Testing a compiler that can’t even print stuff out

Daniel Janus’s blog

Testing a compiler that can’t even print stuff out

25 September 2021

I’m enjoying a week-long vacation. In addition to other vacationy things (a trip to Prague, yay!), I wanted to do some off-work programming Just For Fun™ and revisit one of my dormant pet projects, to see if I can make some progress.

I opted for Lithium, my toy x86 assembler and Lisp compiler that hasn’t seen new development since 2014. But before that, I had blogged about it and even talked about it at EuroClojure one time.

Over the week, I’ve re-read the paper that I’ve been loosely following while developing Lithium. In it, Abdulaziz Ghuloum advocates to have a testing infrastructure from day one, so that one can ensure that the compiler continues to work after each small modification. I’d cut corners on it before, but today, I’ve finally added one.

What’s the big deal? And why not earlier?

One of the original goals that I set myself for Lithium is that it have no runtime dependencies. Not even a C library; not even an OS. It produces raw x86 binaries targetting real mode – non-relocatable blobs of raw machine code. I’m running them in DOSBox, because it’s convenient, but the point is it’s not necessary.

(Some day, I’ll write a mission statement to explain why. But that’s a story for another day.)

And because the setup is so minimalistic, the setup suggested by Ghuloum becomes unfeasible. Ghuloum presupposes the existence of a host C compiler and linker; I have no such privilege. By itself, Lithium can barely output stuff to screen. There’s a write-char primitive that emits one character, but nothing more than that. And there’s as yet no library to add things to, because there’s no defn and not much of a global environment.

So what to do? I thought about the invariant in Ghuloum’s design, one that Lithium inherits as well:

Every expression is compiled to machine code that puts its value in the AX register.

If I could somehow obtain the values that the CPU registers have at the end of executing a Lithium-compiled program, then I could compare them to the expected value in a test. But how to grab those registers?

That turned out to be easier than expected.

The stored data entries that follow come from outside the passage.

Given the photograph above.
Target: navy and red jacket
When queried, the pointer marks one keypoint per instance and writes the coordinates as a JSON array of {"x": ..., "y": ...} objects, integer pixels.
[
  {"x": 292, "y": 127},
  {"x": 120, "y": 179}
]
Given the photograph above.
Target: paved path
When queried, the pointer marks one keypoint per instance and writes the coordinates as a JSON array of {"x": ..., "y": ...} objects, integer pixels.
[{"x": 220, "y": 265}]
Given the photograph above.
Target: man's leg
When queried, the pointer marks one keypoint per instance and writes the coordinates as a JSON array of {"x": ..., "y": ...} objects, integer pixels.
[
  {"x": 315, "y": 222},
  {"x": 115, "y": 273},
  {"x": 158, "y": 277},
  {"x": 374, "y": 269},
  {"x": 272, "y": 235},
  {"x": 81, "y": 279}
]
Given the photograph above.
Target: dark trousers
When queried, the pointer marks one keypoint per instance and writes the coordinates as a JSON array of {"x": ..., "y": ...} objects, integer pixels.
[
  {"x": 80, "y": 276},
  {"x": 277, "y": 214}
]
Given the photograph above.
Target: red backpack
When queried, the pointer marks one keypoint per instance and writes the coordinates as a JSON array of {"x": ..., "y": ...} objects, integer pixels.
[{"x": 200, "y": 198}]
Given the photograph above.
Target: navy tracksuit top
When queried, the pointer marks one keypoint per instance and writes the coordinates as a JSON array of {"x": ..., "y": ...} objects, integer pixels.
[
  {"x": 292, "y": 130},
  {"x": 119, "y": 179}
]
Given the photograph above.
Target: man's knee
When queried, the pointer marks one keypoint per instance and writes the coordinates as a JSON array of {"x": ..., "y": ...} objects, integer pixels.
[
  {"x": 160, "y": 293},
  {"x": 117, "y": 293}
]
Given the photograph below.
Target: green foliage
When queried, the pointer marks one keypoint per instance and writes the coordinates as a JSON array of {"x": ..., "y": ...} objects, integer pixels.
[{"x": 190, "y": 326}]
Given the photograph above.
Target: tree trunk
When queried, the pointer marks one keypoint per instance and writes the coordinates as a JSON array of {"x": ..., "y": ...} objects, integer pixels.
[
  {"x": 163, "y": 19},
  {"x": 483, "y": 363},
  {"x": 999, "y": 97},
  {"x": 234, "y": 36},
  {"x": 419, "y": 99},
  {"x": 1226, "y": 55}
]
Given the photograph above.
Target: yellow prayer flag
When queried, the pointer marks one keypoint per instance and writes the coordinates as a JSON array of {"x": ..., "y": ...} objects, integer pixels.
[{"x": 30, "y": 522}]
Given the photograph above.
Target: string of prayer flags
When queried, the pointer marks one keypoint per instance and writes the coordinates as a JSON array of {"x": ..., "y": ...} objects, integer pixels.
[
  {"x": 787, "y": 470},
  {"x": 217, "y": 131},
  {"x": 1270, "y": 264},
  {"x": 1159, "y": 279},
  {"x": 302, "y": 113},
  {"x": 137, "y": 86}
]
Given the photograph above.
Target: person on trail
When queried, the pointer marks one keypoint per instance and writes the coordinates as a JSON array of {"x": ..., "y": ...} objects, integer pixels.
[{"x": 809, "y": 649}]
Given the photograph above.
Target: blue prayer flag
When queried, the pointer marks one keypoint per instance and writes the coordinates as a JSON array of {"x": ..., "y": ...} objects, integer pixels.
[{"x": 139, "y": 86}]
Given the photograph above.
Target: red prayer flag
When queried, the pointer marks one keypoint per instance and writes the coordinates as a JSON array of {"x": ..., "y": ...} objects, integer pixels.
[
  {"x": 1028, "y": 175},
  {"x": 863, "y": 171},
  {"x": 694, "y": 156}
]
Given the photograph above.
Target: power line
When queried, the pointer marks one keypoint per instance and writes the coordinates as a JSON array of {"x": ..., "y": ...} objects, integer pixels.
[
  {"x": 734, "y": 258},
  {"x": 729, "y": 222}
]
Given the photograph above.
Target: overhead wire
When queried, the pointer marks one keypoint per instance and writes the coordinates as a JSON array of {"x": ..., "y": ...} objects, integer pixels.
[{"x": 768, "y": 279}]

Instead of extending Lithium to support printing decimal or hexadecimal numbers, I just grabbed some pre-existing assembly code to affix to the program as an epilog. (It does depend on DOS’s interrupt 21h, but hey, it doesn’t hurt to have it for debugging/testing only.) Surprise: the snippet failed to compile, because Lithium’s assembler is woefully incomplete! But it was easy enough to extend it until it worked.

So this gave me a way to view the program’s results.

But there’s another problem: these results are printed within DOSBox. In the emulated DOS machine. I needed a way to transfer them back to the host. Can you guess how?

Yes, you’re right: the simplest thing (DOS redirection to a file, as in PROG.COM >REG.TXT) works. And you’ll laugh at me that it hasn’t occurred to me until now, when I’m writing up the commit that’s already out in the wild. Another proof that it pays to write documentation.

My original idea was… SCREEN CAPTURE!

I’ve scavenged Google for a DOS screen grabber that can produce text files and is not a TSR, found one, bundled it with Lithium, and wrote some duct-tape code that invokes the compiled program and the screen grabber in turn and then parses the output. With that, I can finally have tests that check whether (+ 3 4) is really 7.

And now let me go refactor it…